Schema Evolution - Live Example​

from pyiceberg.catalog import load_catalog

catalog = load_catalog("default", **{
"type": "sql",
"uri": "sqlite:///iceberg_catalog.db",
"warehouse": "/tmp/iceberg_warehouse",
})

table = catalog.load_table("analytics.events")

# Add a new column - no data rewrite
with table.update_schema() as update:
update.add_column(
path="session_id",
field_type="string",
doc="Browser session identifier",
)

print(f"Schema after add: {table.schema()}")

# Rename a column - still no data rewrite
# Old Parquet files with 'user_id' still work correctly
# because Iceberg maps by column_id, not column name
with table.update_schema() as update:
update.rename_column("user_id", "customer_id")

print(f"Schema after rename: {table.schema()}")

# Read old data - 'customer_id' works even for rows written as 'user_id'
df = table.scan().to_pandas()
print(df[["event_id", "customer_id", "revenue"]].head())

Partition Evolution - Hidden Partitioning​

Iceberg's hidden partitioning is one of its most important features. In Hive, users must manually specify partition predicates in every query: WHERE year=2024 AND month=1 AND day=15. If the partition layout changes (e.g., you switch from daily to hourly partitions), all existing queries break.
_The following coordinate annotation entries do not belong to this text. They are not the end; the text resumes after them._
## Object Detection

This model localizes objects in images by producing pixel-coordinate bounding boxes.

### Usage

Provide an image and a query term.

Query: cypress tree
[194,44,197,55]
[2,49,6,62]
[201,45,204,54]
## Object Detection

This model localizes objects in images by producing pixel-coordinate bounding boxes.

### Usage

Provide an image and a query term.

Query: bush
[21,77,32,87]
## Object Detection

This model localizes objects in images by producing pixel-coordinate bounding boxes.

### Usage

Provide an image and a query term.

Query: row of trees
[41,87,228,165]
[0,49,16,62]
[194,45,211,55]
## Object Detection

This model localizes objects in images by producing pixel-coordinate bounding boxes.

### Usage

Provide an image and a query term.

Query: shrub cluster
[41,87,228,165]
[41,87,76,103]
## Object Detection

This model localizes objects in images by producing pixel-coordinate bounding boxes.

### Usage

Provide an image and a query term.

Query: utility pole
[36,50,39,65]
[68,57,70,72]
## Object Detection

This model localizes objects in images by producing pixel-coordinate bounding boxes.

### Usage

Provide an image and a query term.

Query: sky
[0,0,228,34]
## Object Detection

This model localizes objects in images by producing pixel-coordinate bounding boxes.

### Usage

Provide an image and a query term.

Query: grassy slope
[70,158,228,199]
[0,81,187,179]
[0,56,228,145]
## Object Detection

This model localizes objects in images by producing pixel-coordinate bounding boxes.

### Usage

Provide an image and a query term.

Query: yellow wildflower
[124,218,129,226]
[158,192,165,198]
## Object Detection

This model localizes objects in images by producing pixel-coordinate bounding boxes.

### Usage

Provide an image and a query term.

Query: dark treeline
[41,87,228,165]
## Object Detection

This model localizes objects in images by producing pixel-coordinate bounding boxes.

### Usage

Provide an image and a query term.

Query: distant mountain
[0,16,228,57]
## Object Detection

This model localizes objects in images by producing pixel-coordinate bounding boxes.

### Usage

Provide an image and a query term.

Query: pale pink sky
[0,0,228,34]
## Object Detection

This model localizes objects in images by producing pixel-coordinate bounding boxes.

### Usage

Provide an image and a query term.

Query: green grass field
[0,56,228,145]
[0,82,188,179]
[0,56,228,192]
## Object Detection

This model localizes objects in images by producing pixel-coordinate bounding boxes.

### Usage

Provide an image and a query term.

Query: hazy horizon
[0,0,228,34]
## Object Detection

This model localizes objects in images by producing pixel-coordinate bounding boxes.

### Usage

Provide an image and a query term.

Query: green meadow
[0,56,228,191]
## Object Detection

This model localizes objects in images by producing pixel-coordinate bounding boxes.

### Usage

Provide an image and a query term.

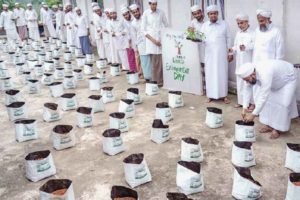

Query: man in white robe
[237,60,298,139]
[25,3,40,41]
[107,9,129,70]
[201,5,233,104]
[142,0,169,87]
[93,6,106,59]
[55,5,66,42]
[0,4,20,50]
[65,3,77,47]
[14,3,28,41]
[42,5,56,38]
[129,4,152,82]
[253,9,284,62]
[188,5,206,94]
[230,14,255,110]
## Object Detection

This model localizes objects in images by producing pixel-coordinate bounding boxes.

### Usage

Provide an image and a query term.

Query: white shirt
[253,24,284,62]
[0,10,16,30]
[25,9,38,28]
[142,9,168,54]
[75,14,89,37]
[14,8,26,26]
[243,60,297,115]
[191,18,205,63]
[93,13,106,40]
[132,18,147,56]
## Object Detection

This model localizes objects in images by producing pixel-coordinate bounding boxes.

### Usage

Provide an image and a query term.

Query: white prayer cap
[256,9,272,18]
[206,4,219,13]
[235,13,249,21]
[92,2,98,8]
[93,6,101,11]
[129,3,139,10]
[121,7,129,15]
[235,63,255,78]
[191,5,201,12]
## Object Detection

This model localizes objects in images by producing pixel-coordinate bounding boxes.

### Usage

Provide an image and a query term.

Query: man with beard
[93,6,105,59]
[129,4,152,81]
[0,4,20,49]
[75,8,92,55]
[236,60,298,139]
[201,5,233,104]
[188,5,206,94]
[253,9,284,62]
[231,14,254,108]
[25,3,40,41]
[121,7,137,72]
[142,0,168,87]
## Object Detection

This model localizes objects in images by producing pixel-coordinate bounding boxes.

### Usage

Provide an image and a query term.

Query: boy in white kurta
[25,3,40,41]
[201,5,232,104]
[232,14,254,108]
[237,60,298,139]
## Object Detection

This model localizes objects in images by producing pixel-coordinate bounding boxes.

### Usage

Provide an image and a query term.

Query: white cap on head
[206,4,219,13]
[235,13,249,21]
[191,5,201,12]
[235,63,255,78]
[93,6,101,11]
[256,9,272,18]
[121,7,129,15]
[129,3,139,10]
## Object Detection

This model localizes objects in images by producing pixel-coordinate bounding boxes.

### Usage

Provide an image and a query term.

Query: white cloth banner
[161,29,203,95]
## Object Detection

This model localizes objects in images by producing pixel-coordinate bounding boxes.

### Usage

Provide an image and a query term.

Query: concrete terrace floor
[0,52,300,200]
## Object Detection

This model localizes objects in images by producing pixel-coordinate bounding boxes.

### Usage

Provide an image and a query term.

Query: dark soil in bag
[25,150,50,160]
[233,141,252,150]
[44,103,58,110]
[234,166,261,186]
[207,107,222,114]
[5,90,20,95]
[53,125,73,134]
[127,88,139,94]
[123,153,144,164]
[110,186,138,200]
[7,101,25,108]
[156,102,169,108]
[60,93,76,99]
[109,112,125,119]
[15,119,36,124]
[89,95,102,100]
[77,107,92,115]
[178,161,201,174]
[286,143,300,152]
[182,137,199,145]
[40,179,72,196]
[152,119,169,128]
[103,129,121,137]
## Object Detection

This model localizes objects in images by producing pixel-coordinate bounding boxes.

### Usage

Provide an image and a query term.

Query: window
[128,0,144,13]
[191,0,225,19]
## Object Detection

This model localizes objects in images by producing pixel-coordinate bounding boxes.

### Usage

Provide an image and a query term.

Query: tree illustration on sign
[175,40,183,55]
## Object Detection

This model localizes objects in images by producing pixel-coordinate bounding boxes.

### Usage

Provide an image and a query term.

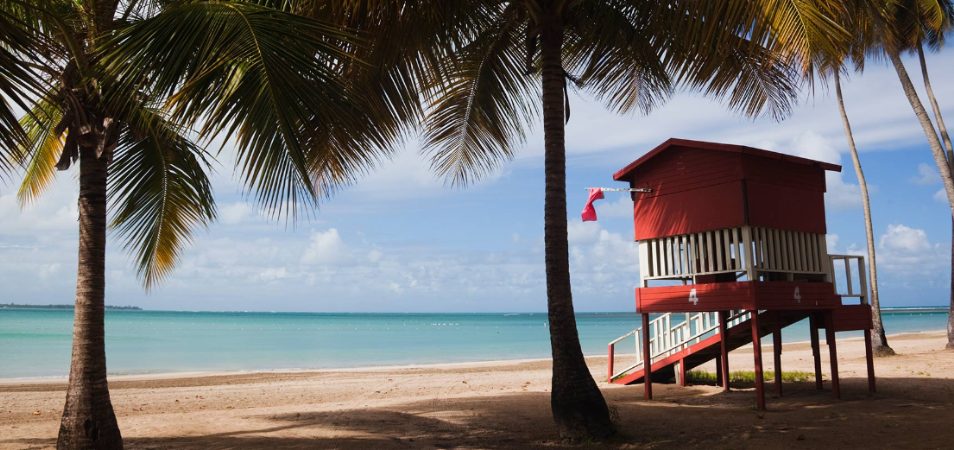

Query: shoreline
[0,329,947,387]
[0,331,954,450]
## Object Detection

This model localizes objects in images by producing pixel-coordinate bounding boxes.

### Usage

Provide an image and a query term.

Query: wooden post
[808,313,822,391]
[825,312,841,398]
[718,311,731,392]
[716,357,722,386]
[676,358,688,387]
[643,313,653,400]
[865,330,875,393]
[772,324,782,397]
[749,309,765,411]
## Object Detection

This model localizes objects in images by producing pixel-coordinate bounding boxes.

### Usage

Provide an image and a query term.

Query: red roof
[613,138,841,181]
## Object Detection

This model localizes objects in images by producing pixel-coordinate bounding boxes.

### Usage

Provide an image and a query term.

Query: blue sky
[0,49,954,312]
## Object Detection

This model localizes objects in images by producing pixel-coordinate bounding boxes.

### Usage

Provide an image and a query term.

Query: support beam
[716,311,731,392]
[676,359,688,387]
[808,313,822,391]
[716,357,722,386]
[750,309,765,411]
[643,313,653,400]
[825,312,841,398]
[865,330,875,394]
[772,324,782,397]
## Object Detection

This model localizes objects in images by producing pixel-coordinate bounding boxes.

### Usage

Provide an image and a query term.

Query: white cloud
[911,163,941,186]
[218,202,255,225]
[878,224,931,253]
[301,228,349,264]
[932,188,949,205]
[878,224,951,283]
[825,233,839,253]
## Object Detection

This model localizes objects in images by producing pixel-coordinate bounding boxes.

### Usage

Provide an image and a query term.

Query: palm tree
[832,68,895,356]
[425,0,820,438]
[0,0,394,448]
[906,0,954,349]
[857,0,954,348]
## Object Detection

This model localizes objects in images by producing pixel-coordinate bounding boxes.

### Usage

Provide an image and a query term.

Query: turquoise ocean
[0,309,947,378]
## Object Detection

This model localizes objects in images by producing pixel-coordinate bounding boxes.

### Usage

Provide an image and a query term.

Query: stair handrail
[607,310,751,381]
[828,255,868,305]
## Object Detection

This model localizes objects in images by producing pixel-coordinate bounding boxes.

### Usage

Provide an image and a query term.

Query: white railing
[607,311,750,381]
[638,226,830,283]
[828,255,868,305]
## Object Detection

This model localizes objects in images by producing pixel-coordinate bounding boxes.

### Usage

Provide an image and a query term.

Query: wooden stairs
[608,310,811,384]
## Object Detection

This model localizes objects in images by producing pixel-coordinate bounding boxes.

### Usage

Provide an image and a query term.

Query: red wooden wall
[614,139,840,240]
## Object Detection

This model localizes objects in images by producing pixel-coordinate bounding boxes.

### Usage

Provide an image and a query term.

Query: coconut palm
[0,0,394,448]
[784,1,894,356]
[899,0,954,349]
[416,0,832,438]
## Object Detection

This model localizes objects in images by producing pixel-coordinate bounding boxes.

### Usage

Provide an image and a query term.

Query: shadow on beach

In Iceberg, partitioning is hidden from query writers. The partition spec is part of the table metadata - queries filter by the underlying column values (WHERE event_time BETWEEN ...), and Iceberg's query planner automatically translates that into the appropriate partition pruning. If you change the partition spec, old data remains in the old partition layout and new data uses the new layout - Iceberg handles both transparently.

from pyiceberg.partitioning import PartitionSpec, PartitionField
from pyiceberg.transforms import HourTransform, BucketTransform

# Current table partitioned by day(event_time)
# We want to change to hour(event_time) for higher-resolution partitioning

with table.update_spec() as update:
# Remove old partition field
update.remove_field("event_day")
# Add new partition field
update.add_field(
source_column_name="event_time",
transform=HourTransform(),
partition_field_name="event_hour",
)

# Old data: still partitioned by day (unchanged on disk)
# New data: partitioned by hour
# Queries on event_time work seamlessly across both partition layouts
# No data migration required

Row-Level Operations - MERGE, DELETE, UPDATE​

Iceberg supports full row-level DML via two strategies: Copy-on-Write (CoW) and Merge-on-Read (MoR).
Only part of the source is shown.